They say a good news story is like an onion. The more one peels at it, the newer the layers that surface. If depth and longevity are the golden standard for a critical story, then the assassinations of the four Iranian opposition members at the Mykonos Restaurant in Berlin, Germany, in September 1992 surpasses that standard. It’s more like a cluster bomb; twenty years later, it continues to explode. The verdict that was issued five years after the killings, and the subsequent decision by the European Union to cut ties with Tehran in 1997, achieved what the perpetual threats of war have not done.
What are those achievements? To the multitude of Iranian exiles, first and foremost, it was the bestowing of a most elemental human gift—safety. Since the establishment of the Islamic Republic of Iran in 1979, Ayatollah Khomeini’s henchmen were methodically killing people from a list of five-hundred diaspora dissidents—artists, writers, intellectuals, and opposition members, against whom the Leader had issued fatwas. The “anointed” were not safe whether in Washington, DC, Rome, Paris, or Geneva. As European governments turned a blind eye, the assassins crossed border after border and accomplished their diabolical mission one after another. With dozens dead, a generation of patriotic and brilliant future leaders was lost. Until the 1997 verdict of the Berlin court, which implicated Tehran’s top leadership in masterminding the killings, the luxury of European safety belonged only to their own.
What followed safety was dignity. Disaffected Iranian immigrants, who—in Germany and elsewhere in Europe—had forever felt dispensable and invisible, were empowered by the court’s nod of acknowledgement. They stepped out of the shadows. Many invested in the notion of citizenship and civil participation in their adopted communities. Thereafter, they were far more inclined to fully stop at the red light now that the protections of the law extended to them too.
Western policy makers and non-governmental organizations have spent millions and endless efforts trying to decipher just how to circumvent Tehran in funding individuals and NGOs inside Iran in the hopes of cultivating the democratic movement there.
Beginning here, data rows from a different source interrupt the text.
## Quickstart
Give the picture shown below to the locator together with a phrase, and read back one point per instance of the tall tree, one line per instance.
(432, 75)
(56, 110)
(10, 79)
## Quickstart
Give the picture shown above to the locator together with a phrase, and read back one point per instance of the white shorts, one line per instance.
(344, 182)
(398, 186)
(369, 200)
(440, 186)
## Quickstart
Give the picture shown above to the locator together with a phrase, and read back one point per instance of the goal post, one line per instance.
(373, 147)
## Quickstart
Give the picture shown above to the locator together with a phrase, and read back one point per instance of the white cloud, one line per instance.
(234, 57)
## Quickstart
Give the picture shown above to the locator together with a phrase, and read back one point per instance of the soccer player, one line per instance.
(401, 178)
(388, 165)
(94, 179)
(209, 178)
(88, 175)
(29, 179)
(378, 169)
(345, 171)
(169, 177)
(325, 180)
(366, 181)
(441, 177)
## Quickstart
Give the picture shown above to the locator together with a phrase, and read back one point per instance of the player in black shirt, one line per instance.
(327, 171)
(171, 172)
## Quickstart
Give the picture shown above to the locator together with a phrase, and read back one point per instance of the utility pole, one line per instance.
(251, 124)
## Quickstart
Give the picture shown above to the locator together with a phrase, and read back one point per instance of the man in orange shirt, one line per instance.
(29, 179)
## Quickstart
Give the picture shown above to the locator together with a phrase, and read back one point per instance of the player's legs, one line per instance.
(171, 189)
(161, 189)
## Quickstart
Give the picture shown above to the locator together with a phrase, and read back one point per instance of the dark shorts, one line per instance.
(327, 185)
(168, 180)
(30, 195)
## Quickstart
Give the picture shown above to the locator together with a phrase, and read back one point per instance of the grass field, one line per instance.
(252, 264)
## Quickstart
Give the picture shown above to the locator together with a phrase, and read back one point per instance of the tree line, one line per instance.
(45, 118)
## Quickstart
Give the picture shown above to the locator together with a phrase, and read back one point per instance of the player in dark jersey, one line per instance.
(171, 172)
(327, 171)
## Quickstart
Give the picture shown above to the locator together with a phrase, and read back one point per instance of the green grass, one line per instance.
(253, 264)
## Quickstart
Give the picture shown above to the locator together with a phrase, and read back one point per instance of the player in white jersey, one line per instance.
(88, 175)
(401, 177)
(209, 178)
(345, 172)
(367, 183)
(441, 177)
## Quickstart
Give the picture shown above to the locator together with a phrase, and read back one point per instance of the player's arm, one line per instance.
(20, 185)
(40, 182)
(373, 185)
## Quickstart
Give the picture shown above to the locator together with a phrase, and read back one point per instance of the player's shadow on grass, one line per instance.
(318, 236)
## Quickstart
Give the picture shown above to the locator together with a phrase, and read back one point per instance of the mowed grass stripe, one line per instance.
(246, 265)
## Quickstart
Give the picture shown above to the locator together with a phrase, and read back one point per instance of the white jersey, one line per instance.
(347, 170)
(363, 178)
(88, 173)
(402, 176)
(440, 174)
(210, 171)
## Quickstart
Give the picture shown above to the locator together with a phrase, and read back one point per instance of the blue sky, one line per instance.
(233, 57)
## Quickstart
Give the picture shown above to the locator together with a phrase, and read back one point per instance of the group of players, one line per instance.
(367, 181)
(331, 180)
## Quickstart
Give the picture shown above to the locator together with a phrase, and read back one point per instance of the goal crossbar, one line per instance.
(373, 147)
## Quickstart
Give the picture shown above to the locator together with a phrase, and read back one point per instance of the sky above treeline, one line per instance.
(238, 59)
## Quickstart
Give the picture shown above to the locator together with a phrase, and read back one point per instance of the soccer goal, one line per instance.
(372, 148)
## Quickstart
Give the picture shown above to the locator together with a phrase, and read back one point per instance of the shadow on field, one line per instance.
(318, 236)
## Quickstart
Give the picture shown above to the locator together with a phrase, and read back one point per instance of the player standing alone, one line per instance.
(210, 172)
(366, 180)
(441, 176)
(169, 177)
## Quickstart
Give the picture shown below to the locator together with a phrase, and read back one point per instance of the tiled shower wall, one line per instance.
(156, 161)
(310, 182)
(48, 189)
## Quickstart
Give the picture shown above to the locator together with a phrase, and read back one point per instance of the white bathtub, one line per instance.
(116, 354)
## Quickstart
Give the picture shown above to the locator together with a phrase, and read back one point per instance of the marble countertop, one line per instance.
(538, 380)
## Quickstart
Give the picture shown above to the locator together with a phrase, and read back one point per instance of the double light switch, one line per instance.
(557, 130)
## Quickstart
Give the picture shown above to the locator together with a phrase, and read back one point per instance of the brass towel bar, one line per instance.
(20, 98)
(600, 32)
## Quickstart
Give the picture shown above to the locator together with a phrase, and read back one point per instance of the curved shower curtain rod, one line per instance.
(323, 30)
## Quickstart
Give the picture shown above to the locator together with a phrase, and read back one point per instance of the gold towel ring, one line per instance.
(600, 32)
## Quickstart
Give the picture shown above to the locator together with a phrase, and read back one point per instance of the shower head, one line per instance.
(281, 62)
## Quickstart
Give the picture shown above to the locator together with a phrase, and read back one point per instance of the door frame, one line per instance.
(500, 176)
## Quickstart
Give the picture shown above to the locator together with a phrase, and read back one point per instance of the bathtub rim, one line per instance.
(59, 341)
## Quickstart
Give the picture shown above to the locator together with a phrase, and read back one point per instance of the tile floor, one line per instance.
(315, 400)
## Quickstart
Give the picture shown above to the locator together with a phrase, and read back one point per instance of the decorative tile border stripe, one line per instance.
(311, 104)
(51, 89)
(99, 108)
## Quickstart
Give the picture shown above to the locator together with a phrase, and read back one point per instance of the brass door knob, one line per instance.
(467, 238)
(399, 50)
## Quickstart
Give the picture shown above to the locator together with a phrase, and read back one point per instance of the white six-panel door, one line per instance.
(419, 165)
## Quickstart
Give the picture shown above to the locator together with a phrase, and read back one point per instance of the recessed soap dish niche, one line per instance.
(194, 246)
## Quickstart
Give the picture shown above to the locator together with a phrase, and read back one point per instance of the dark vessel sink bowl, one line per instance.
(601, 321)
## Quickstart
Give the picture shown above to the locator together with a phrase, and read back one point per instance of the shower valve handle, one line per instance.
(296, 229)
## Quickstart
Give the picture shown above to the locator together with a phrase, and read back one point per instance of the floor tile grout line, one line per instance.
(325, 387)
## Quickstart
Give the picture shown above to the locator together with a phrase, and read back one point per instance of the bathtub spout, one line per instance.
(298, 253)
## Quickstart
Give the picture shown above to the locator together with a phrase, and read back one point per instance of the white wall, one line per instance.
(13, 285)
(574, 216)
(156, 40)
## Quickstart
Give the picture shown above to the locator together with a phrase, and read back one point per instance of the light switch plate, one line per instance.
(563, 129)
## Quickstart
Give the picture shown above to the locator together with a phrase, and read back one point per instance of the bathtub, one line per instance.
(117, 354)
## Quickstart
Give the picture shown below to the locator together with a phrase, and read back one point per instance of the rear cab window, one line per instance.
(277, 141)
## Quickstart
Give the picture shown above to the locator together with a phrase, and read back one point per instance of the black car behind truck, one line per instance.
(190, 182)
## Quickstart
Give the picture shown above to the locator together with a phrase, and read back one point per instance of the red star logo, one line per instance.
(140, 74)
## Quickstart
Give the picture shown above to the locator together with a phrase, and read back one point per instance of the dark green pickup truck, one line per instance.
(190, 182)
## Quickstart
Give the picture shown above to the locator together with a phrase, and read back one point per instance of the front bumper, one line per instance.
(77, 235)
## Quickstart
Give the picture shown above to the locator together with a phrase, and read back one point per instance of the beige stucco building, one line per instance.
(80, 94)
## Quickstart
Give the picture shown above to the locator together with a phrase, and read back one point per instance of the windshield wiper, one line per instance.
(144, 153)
But most of these convoluted and ultimately questionable moves never accomplished what the Mykonos trial did in the Einsteinian elegance of its simplicity. It gave its spectators a glimpse of how real democracy works. Among the audience members at the trial were former Iranian political prisoners whose own trials, which had banished them to years of incarceration, had begun and ended within an hour. Their lives, and dreamy perceptions of a future ideal society, transformed by three-and-a-half years of spectatorship. For those activists, the trial was a vocational training during which they witnessed the tedious and exasperating machinations that went into a just and ultimately groundbreaking verdict. No complicated schemes. Only the west, the birthplace of modern democracy, being itself and exercising what it knows well.
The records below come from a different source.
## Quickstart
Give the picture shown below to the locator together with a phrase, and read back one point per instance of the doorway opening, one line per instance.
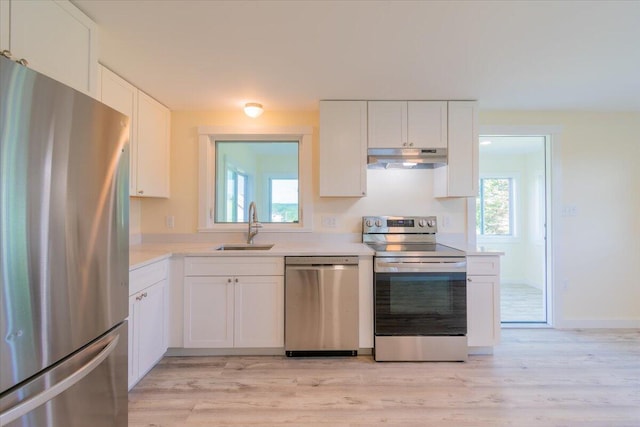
(511, 216)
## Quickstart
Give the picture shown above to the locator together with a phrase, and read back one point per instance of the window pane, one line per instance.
(494, 207)
(247, 170)
(284, 200)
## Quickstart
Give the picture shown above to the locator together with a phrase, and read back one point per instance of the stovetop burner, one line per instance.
(404, 237)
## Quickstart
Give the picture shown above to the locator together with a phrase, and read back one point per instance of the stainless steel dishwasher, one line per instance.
(321, 306)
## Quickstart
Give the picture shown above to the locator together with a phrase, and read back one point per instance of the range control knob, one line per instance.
(426, 223)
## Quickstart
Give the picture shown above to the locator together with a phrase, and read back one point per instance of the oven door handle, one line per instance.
(421, 266)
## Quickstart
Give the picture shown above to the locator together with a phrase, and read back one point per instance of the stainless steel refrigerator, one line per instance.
(63, 255)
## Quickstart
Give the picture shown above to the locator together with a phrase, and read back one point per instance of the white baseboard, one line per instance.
(598, 324)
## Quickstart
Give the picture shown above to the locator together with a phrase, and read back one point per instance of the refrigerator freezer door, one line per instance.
(88, 388)
(63, 221)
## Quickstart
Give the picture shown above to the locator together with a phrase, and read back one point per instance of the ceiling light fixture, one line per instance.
(253, 109)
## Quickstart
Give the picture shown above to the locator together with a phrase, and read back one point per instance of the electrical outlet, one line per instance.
(329, 221)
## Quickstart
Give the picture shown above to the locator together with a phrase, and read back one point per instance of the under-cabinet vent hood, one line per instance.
(406, 158)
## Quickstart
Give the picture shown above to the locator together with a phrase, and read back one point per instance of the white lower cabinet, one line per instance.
(147, 318)
(483, 300)
(234, 302)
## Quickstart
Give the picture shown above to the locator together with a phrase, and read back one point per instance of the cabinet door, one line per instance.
(152, 166)
(259, 311)
(343, 148)
(150, 325)
(427, 124)
(133, 347)
(56, 38)
(118, 94)
(460, 177)
(208, 312)
(387, 124)
(483, 311)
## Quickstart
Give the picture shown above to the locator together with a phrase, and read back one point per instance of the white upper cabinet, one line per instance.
(343, 148)
(407, 124)
(55, 38)
(120, 95)
(459, 178)
(152, 158)
(149, 134)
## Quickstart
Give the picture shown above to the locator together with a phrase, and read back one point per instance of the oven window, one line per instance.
(420, 304)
The effectiveness of the Mykonos verdict is easy to glean from Tehran’s treatment of it. A regime that never fails to boast of and embrace the vilest of acts—annually marking the 1979 seizure of the US embassy with great fanfare and printing portraits of terrorists such as the assassin of the late Egyptian president, Anwar Sadat, on postal stamps—has kept mum about the Mykonos case. When Tehran’s spin doctors saw that they could not spin this one, they did their best to bury it altogether. But they did not fail to register its magnitude. The laws of political survival dictated that they retool and recast their message and image. After all, 1997 was an election year. That April, the presidential candidate, Mohammad Khatami, was lagging in the polls. By the end of June, he was elected to presidency and two unprecedented years of political openness that, for better or worse, marked the dawn of the “reform era,” began. In those two years, a handful of books set the national debate on a new trajectory. The most significant of those followed in the footsteps of the German prosecutors and investigated the killings of a few leading dissidents inside the country to draw the same conclusions as the Berlin trial had.
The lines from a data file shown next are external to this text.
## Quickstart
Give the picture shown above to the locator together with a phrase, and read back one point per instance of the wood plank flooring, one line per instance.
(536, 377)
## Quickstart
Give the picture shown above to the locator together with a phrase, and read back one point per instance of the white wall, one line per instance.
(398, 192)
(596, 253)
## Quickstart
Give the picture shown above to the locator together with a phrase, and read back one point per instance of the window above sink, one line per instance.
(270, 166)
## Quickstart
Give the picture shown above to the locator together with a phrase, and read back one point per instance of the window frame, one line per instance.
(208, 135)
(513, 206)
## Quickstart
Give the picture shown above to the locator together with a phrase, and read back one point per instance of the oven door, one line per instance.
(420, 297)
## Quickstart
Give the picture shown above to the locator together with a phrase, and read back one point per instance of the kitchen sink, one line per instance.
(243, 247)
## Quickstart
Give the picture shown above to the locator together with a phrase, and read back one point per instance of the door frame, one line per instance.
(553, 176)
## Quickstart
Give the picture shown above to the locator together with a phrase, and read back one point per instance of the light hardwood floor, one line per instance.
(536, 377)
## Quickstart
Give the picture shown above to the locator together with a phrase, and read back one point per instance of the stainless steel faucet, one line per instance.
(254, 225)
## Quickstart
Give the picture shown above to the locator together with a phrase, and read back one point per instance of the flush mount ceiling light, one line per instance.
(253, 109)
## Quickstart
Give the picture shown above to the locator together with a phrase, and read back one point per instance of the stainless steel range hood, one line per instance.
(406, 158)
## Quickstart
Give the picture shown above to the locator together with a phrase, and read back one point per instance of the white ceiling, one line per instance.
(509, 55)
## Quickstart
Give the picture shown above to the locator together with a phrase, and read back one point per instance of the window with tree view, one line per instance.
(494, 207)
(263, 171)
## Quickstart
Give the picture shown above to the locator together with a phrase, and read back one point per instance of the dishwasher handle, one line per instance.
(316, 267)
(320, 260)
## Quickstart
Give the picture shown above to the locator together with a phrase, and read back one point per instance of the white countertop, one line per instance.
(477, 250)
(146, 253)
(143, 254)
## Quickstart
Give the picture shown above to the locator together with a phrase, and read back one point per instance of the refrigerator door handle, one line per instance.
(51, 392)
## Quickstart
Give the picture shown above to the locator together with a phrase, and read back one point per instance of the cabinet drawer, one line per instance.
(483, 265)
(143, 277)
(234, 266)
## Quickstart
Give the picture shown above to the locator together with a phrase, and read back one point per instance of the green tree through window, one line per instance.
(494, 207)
Where is Iran’s democratic movement heading? It’s hard to tell. But this much is for certain: That rather than shying away from the tales of its thirty-some-year suffering, it needs to proudly claim them as the pillars of its legitimacy. In that painful history, the Mykonos case is a luminous example of how suffering can lead to dignity and justice, and what the west can transparently do to be on the right side of that struggle.